|Gilbert > Plays > Rosencrantz and Guildenstern > Times Review 1891
The special performance organized yesterday at the Vaudeville for the benefit of the widows and orphans of the crew of Her Majesty’s Ship Serpent brought out no fewer than four new pieces, one being a comedietta and the remainder burlesques. Of these various novelties, it may be said that the only one possessing any literary or dramatic merit is Mr. W. S. Gilbert’s travesty of Hamlet, a little piece in one act, written for publication a good many years ago, but now acted publicly for the first time.
Parodies of Shakespeare have not been uncommon, and it can scarcely have been reverence for the poet which actuated Mr. Gilbert in so long withholding Rosencrantz and Guildenstern from the stage. He was under the impression that it would not act as well as it read. A short time ago, however, it was performed with great success by amateurs, and that circumstance seems to have induced the author to allow it to be included in the present benefit programme. Happily the plea that charity covers a multitude of sins, however serviceable it may be to the other authors of the occasion, is not one that Mr. Gilbert need seek to shelter himself under. Rosencrantz and Guildenstern is thoroughly actable, and withal so amusing, that as the result of yesterday’s experiment it ought speedily to find its way into some regular bill.
It is, in effect, a droll perversion of the story of Hamlet. The young Prince, who is the son of Claudius and the Queen, is engaged to Ophelia. But this lady prefers Rosencrantz, and, with a view to getting Hamlet out of the way, induces him to play before the King a five-act tragedy which Claudius has written in his youth, and which was so effectually damned that ever since it has been death for any one in Denmark to speak of it. Alone at the Court, Hamlet is unaware of the King’s susceptibility upon the subject of his play, so he readily falls into Ophelia’s trap. The King in a rage is about to slay him, when the Queen interposes to avert the death penalty, and the too adventurous Prince is finally banished to the Lyceum.

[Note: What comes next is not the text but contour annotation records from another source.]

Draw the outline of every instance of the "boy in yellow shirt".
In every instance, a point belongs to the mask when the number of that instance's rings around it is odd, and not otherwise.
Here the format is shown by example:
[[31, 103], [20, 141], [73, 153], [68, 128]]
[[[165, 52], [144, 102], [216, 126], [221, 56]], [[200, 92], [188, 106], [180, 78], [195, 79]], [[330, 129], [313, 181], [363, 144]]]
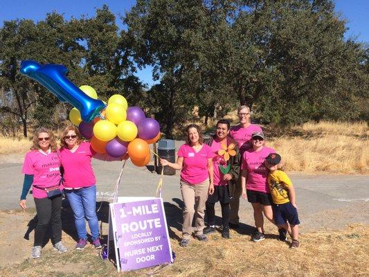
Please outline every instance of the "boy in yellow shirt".
[[273, 199], [273, 217], [279, 228], [280, 240], [286, 240], [288, 224], [291, 226], [292, 242], [291, 248], [298, 248], [298, 215], [296, 204], [296, 193], [287, 175], [278, 169], [281, 157], [271, 153], [265, 159], [265, 166], [269, 169], [268, 184]]

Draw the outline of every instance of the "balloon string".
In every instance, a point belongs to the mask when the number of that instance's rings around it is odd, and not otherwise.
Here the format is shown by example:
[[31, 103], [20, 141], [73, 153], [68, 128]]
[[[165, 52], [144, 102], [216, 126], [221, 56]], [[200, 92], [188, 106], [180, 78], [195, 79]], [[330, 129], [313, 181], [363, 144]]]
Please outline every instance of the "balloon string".
[[[161, 159], [159, 155], [150, 149], [150, 152], [156, 156], [159, 159]], [[156, 188], [156, 197], [163, 198], [163, 179], [164, 178], [164, 167], [161, 167], [161, 173], [160, 175], [160, 179], [159, 180], [158, 186]]]
[[123, 162], [123, 165], [122, 166], [122, 169], [120, 170], [120, 173], [119, 174], [119, 177], [118, 177], [118, 179], [116, 180], [116, 186], [114, 188], [114, 198], [113, 200], [113, 203], [116, 203], [118, 200], [118, 189], [119, 188], [119, 184], [120, 184], [120, 179], [122, 178], [122, 173], [123, 172], [123, 168], [125, 168], [126, 161], [127, 160], [125, 160], [125, 161]]

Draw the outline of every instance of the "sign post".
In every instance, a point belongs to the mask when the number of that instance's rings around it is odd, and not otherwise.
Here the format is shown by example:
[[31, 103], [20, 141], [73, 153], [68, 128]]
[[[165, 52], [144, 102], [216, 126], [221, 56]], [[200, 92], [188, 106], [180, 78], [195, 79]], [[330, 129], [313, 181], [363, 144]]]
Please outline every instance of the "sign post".
[[172, 262], [161, 198], [118, 197], [109, 204], [109, 225], [118, 271]]

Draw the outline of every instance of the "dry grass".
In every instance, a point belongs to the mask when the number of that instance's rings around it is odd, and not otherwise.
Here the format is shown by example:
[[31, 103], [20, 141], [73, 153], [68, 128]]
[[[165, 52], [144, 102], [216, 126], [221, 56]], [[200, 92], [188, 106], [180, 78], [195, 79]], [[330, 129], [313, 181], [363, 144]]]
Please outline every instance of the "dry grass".
[[[179, 232], [174, 230], [177, 235]], [[270, 230], [268, 230], [270, 231]], [[250, 236], [232, 231], [225, 240], [219, 233], [208, 242], [191, 240], [188, 247], [171, 239], [176, 260], [159, 269], [145, 269], [125, 276], [364, 276], [369, 274], [369, 228], [354, 224], [334, 232], [317, 231], [300, 235], [300, 247], [289, 249], [273, 238], [255, 243]], [[67, 244], [70, 237], [65, 238]], [[100, 258], [96, 250], [56, 253], [50, 244], [39, 260], [26, 259], [0, 268], [3, 276], [121, 276], [111, 262]]]
[[285, 160], [287, 170], [368, 174], [368, 134], [366, 123], [309, 123], [280, 136], [272, 134], [268, 144]]

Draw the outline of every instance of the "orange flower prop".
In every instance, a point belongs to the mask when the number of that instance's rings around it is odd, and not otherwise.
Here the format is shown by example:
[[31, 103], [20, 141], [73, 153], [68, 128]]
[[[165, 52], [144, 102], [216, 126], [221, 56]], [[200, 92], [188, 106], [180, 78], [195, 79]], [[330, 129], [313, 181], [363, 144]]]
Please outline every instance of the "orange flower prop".
[[218, 155], [223, 156], [224, 161], [227, 161], [229, 160], [231, 156], [236, 155], [236, 152], [234, 150], [235, 147], [235, 145], [234, 143], [231, 143], [229, 145], [228, 145], [228, 148], [226, 145], [222, 144], [222, 149], [218, 151]]

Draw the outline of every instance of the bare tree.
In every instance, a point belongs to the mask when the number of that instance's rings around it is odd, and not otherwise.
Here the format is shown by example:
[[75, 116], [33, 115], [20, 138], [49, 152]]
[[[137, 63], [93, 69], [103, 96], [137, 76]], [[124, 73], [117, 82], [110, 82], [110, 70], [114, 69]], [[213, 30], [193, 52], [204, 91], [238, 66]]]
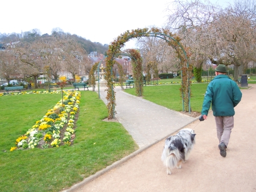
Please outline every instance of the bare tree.
[[12, 50], [0, 51], [0, 75], [7, 80], [14, 79], [14, 76], [19, 74], [18, 60]]
[[210, 60], [213, 63], [234, 64], [234, 80], [244, 59], [254, 60], [255, 3], [235, 1], [225, 9], [208, 0], [180, 1], [172, 4], [174, 11], [169, 27], [183, 38], [190, 48], [195, 66], [201, 67]]

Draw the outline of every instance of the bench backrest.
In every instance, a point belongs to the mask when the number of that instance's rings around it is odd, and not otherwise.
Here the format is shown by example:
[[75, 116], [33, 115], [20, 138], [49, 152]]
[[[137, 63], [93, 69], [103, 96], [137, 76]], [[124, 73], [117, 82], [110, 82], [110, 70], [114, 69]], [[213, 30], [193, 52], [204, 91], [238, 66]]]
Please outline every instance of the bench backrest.
[[15, 90], [23, 89], [23, 86], [7, 87], [4, 87], [5, 90]]
[[73, 85], [84, 85], [85, 84], [85, 85], [87, 85], [87, 83], [73, 83]]

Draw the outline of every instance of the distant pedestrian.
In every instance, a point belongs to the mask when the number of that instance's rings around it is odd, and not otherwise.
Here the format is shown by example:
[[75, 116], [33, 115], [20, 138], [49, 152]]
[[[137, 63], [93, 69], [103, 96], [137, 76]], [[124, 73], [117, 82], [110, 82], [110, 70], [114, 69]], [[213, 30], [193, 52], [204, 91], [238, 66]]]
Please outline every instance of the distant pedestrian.
[[219, 64], [214, 70], [216, 77], [207, 87], [201, 113], [206, 119], [212, 104], [220, 154], [225, 157], [231, 129], [234, 127], [234, 108], [241, 100], [242, 93], [236, 83], [225, 75], [225, 65]]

Lines of the familiar topsy-turvey description abound in the dialogue, and the “business” of the actors, which has also been devised by Mr. Gilbert, is hardly less amusing. In short, the little piece is a great success. It owed something yesterday to Mr. Frank Lindo, the impersonator of the Prince, who attempted a little harmless mimicry of Mr. Irving. The same actor in a burlesque of the story of Chatterton, entitled Shattered ’Un, subsequently gave a remarkable imitation of the voice and manner of Mr. Wilson Barrett, a feat for which he was loudly applauded.